Cloud computing is a big shift from the traditional way businesses think about IT resources. What is it about cloud computing? Why is cloud computing so popular? Here are 6 common reasons organizations are turning to cloud computing services:

  1. Cost: Cloud computing eliminates the capital expense of buying hardware and software and setting up and running on-site datacenters—the racks of servers, the round-the-clock electricity for power and cooling, the IT experts for managing the infrastructure.
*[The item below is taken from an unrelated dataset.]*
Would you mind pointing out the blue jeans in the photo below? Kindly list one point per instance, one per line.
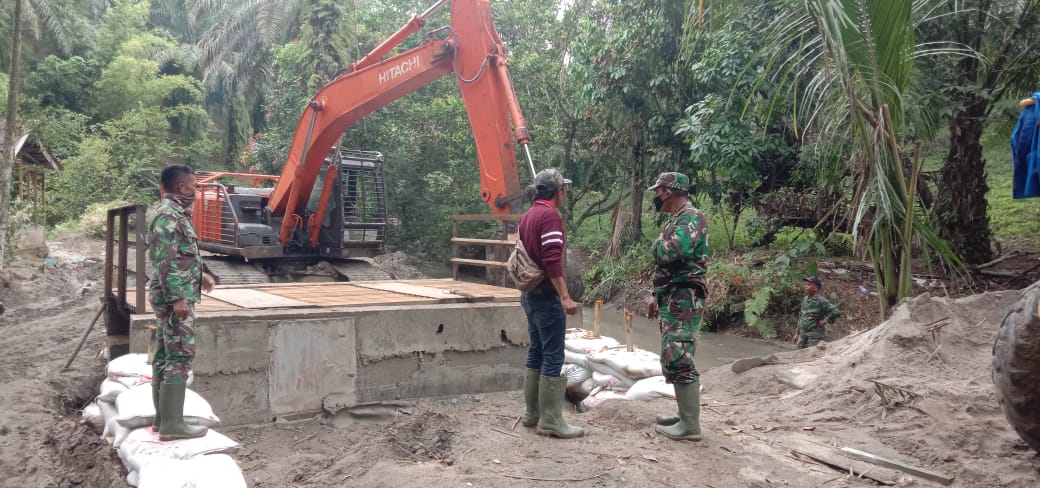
(547, 326)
It adds up fast.
  2. Speed: Most cloud computing services are provided self-service and on demand, so even vast amounts of computing resources can be provisioned in minutes, typically with just a few mouse clicks, giving businesses a lot of flexibility and taking the pressure off capacity planning.
  3. Global scale: The benefits of cloud computing services include the ability to scale elastically. In cloud speak, that means delivering the right amount of IT resources—for example, more or less computing power, storage, bandwidth—right when it’s needed, and from the right geographic location.
  4. Productivity: On-site datacenters typically require a lot of “racking and stacking”—hardware set up, software patching, and other time-consuming IT management chores. Cloud computing removes the need for many of these tasks, so IT teams can spend time on achieving more important business goals.
  5. Performance: The biggest cloud computing services run on a worldwide network of secure data centers, which are regularly upgraded to the latest generation of fast and efficient computing hardware. This offers several benefits over a single corporate data center, including reduced network latency for applications and greater economies of scale.
  6. Reliability: Cloud computing makes data backup, disaster recovery, and business continuity easier and less expensive because data can be mirrored at multiple redundant sites on the cloud provider’s network.

Deployment Types

  • Public: Public clouds are owned and operated by a third-party cloud service provider, which deliver their computing resources like servers and storage over the Internet. Microsoft Azure is an example of a public cloud. With a public cloud, all hardware, software, and other supporting infrastructure is owned and managed by the cloud provider. You access these services and manage your account using a web browser.
  • Private: A private cloud refers to cloud computing resources used exclusively by a single business or organization. A private cloud can be physically located on the company’s on-site datacenter. Some companies also pay third-party service providers to host their private cloud. A private cloud is one in which the services and infrastructure are maintained on a private network.
  • Hybrid: Hybrid clouds combine public and private clouds, bound together by technology that allows data and applications to be shared between them. By allowing data and applications to move between private and public clouds, hybrid cloud gives businesses greater flexibility and more deployment options.